Los Angeles City Council members warned the Department of Water and Power on Tuesday that it must do a much better job of reaching out to the city's neighborhood councils if it hopes to sell the public on a surcharge to pay for the city's shift to green power.
DWP officials presented a City Council panel with a briefing on plans to increase solar and wind power and other renewable energy generated by the agency from the current 2.2% to 20% by 2017.
Because green power can be more expensive than coal and natural gas, the DWP proposed that a surcharge be phased in during the next 12 years.
The surcharge would be capped, so it could not add much more than $3 per month to the average residential bill, and it could be much lower depending on the bids the city receives from green power companies.
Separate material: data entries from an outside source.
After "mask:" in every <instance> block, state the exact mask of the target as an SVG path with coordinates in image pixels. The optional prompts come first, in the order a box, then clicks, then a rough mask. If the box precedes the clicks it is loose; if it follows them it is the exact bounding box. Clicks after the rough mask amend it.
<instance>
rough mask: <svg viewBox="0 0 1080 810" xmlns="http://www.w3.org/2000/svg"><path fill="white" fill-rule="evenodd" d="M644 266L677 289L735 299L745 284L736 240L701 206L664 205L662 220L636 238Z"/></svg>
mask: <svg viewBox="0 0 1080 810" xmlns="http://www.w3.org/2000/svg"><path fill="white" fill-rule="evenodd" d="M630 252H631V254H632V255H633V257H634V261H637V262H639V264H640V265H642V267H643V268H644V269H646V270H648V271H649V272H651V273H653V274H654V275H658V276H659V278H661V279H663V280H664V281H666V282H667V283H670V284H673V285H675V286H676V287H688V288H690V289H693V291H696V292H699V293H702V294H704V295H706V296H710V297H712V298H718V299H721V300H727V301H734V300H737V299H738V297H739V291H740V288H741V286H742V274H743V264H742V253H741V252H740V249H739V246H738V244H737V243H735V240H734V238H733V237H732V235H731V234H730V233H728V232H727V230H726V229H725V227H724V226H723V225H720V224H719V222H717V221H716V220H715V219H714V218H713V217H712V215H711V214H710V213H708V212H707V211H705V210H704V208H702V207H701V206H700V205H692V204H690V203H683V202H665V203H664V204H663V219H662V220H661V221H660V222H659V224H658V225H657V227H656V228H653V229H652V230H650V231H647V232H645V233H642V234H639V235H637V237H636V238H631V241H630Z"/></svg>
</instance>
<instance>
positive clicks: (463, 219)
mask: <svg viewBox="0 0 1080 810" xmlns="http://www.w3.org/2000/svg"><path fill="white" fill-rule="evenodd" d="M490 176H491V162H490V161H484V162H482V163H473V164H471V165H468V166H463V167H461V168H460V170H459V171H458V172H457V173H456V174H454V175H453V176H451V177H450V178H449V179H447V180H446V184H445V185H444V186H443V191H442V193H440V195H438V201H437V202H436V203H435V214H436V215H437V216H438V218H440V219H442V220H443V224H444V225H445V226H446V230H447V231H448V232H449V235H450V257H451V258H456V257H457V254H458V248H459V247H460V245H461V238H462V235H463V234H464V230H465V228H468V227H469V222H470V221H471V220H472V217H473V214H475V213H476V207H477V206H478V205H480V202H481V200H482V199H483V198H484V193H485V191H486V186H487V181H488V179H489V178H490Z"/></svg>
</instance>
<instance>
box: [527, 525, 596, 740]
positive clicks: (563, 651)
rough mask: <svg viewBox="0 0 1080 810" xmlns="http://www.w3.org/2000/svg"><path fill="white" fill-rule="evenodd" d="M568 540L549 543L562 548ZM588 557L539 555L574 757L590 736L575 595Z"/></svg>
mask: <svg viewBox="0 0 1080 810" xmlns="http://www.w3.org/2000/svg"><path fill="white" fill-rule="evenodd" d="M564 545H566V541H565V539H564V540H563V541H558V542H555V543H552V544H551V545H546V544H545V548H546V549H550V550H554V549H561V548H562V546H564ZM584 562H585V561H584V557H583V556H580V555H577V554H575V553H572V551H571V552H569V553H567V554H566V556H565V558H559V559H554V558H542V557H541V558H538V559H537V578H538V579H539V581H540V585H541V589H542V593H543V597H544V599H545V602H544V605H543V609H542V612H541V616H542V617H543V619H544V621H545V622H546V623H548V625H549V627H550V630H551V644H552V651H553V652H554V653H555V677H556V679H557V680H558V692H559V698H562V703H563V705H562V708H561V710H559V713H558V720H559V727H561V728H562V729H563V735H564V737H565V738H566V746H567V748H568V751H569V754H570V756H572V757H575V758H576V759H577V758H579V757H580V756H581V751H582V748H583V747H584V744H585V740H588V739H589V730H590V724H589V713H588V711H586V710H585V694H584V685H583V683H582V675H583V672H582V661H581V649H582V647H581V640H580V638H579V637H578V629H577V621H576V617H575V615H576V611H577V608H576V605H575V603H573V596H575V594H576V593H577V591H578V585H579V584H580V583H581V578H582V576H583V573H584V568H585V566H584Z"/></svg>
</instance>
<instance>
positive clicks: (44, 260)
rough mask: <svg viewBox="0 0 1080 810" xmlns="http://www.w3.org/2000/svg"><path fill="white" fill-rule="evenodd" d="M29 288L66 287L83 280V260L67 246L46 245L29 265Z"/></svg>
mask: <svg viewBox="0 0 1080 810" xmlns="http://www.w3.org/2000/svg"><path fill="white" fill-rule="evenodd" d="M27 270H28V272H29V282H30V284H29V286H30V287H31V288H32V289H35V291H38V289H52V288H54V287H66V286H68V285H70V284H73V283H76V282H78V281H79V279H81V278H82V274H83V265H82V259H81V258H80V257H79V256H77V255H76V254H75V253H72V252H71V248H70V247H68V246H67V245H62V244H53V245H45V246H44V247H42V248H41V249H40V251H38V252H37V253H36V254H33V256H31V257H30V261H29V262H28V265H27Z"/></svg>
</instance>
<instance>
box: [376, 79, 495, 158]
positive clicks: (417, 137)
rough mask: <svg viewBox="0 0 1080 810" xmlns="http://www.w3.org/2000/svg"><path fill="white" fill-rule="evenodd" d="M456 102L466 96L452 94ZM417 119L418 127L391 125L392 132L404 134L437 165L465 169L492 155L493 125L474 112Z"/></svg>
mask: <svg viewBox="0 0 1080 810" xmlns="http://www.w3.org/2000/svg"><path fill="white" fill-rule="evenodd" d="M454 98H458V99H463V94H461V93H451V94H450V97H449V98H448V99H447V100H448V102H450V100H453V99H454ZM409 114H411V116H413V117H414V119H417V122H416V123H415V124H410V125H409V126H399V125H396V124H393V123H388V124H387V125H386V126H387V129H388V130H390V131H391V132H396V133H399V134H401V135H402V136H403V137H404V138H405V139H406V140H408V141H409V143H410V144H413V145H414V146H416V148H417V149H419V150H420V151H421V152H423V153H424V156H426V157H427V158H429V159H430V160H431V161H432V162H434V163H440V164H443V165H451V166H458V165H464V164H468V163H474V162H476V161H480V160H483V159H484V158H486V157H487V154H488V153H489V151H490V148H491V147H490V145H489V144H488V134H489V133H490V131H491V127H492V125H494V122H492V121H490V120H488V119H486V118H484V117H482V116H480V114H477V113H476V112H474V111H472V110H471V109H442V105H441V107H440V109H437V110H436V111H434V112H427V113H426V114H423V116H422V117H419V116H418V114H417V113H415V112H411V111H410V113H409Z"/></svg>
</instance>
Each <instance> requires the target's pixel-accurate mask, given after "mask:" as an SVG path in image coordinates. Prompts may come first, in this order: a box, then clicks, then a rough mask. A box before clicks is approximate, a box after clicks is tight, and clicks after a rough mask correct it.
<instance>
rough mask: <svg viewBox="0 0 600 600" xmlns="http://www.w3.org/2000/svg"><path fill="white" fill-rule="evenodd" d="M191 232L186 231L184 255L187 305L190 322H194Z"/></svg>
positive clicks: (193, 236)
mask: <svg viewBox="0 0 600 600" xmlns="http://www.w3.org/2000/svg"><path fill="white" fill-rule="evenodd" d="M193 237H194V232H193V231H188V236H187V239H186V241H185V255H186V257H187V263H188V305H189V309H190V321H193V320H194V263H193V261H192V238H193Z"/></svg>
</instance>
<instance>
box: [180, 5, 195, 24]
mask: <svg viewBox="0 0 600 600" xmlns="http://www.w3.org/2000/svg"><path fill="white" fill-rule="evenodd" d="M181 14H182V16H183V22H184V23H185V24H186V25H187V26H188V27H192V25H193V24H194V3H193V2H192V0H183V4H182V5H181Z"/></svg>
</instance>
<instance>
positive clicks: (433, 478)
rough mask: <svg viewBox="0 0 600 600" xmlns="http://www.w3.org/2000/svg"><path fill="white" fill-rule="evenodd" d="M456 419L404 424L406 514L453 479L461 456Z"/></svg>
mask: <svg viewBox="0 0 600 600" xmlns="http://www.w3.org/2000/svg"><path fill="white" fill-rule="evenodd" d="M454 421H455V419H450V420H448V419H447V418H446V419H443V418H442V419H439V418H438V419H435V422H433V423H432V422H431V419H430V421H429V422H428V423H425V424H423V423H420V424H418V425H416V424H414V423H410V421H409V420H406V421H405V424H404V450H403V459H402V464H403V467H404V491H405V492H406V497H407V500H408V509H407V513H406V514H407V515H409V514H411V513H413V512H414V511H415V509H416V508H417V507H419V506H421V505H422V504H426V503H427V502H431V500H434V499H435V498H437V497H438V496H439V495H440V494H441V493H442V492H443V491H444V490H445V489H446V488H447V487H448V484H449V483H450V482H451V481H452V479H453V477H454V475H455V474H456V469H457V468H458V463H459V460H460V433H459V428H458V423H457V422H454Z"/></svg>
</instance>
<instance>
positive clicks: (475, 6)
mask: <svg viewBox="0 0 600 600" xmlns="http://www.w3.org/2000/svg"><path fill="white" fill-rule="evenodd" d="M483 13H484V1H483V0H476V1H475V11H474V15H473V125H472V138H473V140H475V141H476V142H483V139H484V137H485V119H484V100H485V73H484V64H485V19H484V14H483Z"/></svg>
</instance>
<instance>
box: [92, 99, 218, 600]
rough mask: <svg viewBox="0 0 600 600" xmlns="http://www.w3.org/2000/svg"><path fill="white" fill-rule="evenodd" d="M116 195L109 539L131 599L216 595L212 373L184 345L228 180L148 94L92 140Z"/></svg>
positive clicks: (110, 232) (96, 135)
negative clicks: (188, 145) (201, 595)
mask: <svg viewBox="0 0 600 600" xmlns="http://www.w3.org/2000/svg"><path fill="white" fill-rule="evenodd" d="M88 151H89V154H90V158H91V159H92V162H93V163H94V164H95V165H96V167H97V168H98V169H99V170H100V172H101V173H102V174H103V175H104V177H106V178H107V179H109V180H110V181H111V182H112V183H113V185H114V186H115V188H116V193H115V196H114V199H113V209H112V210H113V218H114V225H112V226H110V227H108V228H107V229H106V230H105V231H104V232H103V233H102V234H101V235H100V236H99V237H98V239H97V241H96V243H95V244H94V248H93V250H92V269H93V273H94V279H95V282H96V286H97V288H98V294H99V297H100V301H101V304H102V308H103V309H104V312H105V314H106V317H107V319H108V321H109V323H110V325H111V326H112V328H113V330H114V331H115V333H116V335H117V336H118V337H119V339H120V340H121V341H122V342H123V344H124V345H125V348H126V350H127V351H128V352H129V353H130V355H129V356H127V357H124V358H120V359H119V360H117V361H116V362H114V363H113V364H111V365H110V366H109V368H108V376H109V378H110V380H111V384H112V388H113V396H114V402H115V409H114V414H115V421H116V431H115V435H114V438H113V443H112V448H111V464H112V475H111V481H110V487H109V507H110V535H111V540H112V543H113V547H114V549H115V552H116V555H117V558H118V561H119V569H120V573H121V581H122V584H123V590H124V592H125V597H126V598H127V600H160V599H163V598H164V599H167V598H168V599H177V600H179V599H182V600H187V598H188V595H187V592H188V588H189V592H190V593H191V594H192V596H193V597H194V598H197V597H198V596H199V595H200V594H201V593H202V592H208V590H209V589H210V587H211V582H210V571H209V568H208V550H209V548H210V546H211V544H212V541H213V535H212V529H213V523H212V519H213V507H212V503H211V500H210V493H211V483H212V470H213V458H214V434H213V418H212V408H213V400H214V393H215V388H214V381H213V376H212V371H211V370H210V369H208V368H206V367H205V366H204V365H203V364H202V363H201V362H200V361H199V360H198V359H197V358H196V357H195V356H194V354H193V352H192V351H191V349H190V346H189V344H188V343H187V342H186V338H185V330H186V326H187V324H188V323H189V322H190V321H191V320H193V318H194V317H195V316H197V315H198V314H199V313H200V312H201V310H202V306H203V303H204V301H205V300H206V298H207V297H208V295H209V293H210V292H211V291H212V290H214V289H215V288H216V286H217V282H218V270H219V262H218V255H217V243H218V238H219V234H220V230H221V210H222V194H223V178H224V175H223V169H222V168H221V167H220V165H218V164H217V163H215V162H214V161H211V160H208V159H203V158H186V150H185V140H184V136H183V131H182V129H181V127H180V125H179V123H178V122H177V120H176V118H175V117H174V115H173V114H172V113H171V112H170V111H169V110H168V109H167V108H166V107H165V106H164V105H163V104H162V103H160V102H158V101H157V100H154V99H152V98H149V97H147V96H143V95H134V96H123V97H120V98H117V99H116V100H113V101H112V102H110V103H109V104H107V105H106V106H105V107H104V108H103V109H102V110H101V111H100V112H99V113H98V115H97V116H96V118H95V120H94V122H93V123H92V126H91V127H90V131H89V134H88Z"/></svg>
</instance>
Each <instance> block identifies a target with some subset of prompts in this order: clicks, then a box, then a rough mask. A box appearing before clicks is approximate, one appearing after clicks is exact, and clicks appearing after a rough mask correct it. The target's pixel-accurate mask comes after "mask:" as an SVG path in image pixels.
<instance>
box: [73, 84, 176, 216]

Members of the council's Commerce, Energy and Natural Resources Committee told DWP officials that their plan to submit the surcharge proposal to neighborhood councils in October did not allow enough time to weigh the need for rate hikes.
"I think October is way too late to start doing public outreach," said Councilwoman Janice Hahn.
She called a DWP report proposing to cap the surcharge at 7 cents per kilowatt hour misleading because the figure is in today's dollars and would rise by 2017.
"That's why I think we are going to have trouble in making the case on this one to ratepayers," Hahn said. "This is fuzzy math."
Council members Cindy Miscikowski and Tony Cardenas agreed that the DWP needs to be clearer with ratepayers about the potential costs, noting that it was a lack of candor that caused the widespread outcry over water rate increases proposed earlier this year.
The opposition of neighborhood councils was a factor in the City Council decision to lower the increase from 18% to 11%.